24 November 2022

Pulse oximeters provide better, safer care for newborns

Nursery nurse Samantha Tilbury uses the monitor on newborn baby Theo

Nursery nurse Samantha Tilbury uses the monitor on newborn baby Theo

Tiny Tickers, a charity that gives pulse-oximetry machines to maternity units to help diagnose congenital heart defects (CHD) in newborns, has donated ten monitors to the trust.

Newborn screening for a congenital heart defect involves using the pulse oximetry machines to measure oxygen levels (oxygen saturation) through sensors placed on the baby’s skin.

Claire Croft, Midwifery Preceptorship Facilitator and Postnatal Ward Matron, said, “We started the training in November and will be able to provide a full roll-out of the service in December. It is such a simple, quick and non-invasive test that has the potential to save a life – we are using them both in hospital and community settings, and it is great that we can use this method of screening on every baby born within our trust.”

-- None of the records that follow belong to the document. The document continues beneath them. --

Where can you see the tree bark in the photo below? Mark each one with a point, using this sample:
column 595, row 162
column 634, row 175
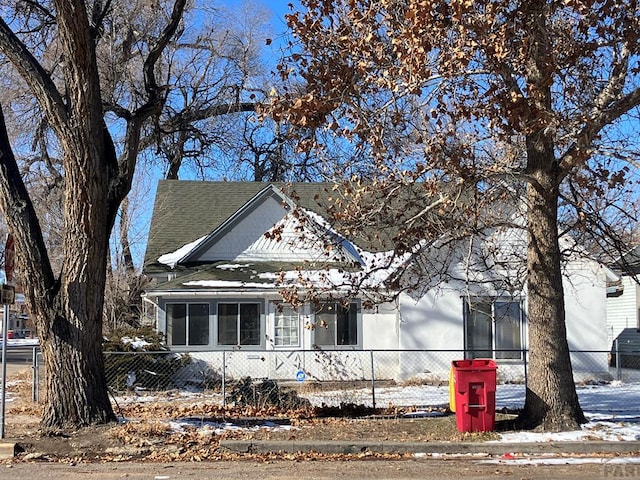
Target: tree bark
column 551, row 402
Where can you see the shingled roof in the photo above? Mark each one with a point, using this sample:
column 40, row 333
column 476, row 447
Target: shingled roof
column 187, row 210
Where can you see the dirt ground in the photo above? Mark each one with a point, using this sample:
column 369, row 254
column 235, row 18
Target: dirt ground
column 146, row 433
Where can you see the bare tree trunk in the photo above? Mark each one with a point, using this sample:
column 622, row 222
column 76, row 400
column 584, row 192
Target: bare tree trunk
column 551, row 401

“The pulse oximeters are a great addition to the care mums and newborn babies already receive, and help us to take detailed observations which provides better, safer care. We are very grateful to Tiny Tickers for their kind donation.”

Congenital heart defects are the most common type of birth defect. Congenital means something that is present at birth and a congenital heart defect can affect the structure of a baby’s heart and the way it works. They can affect how blood flows through the heart and out to the rest of the body. CHDs can vary from mild (such as a small hole in the heart) to severe (such as missing or poorly formed parts of the heart).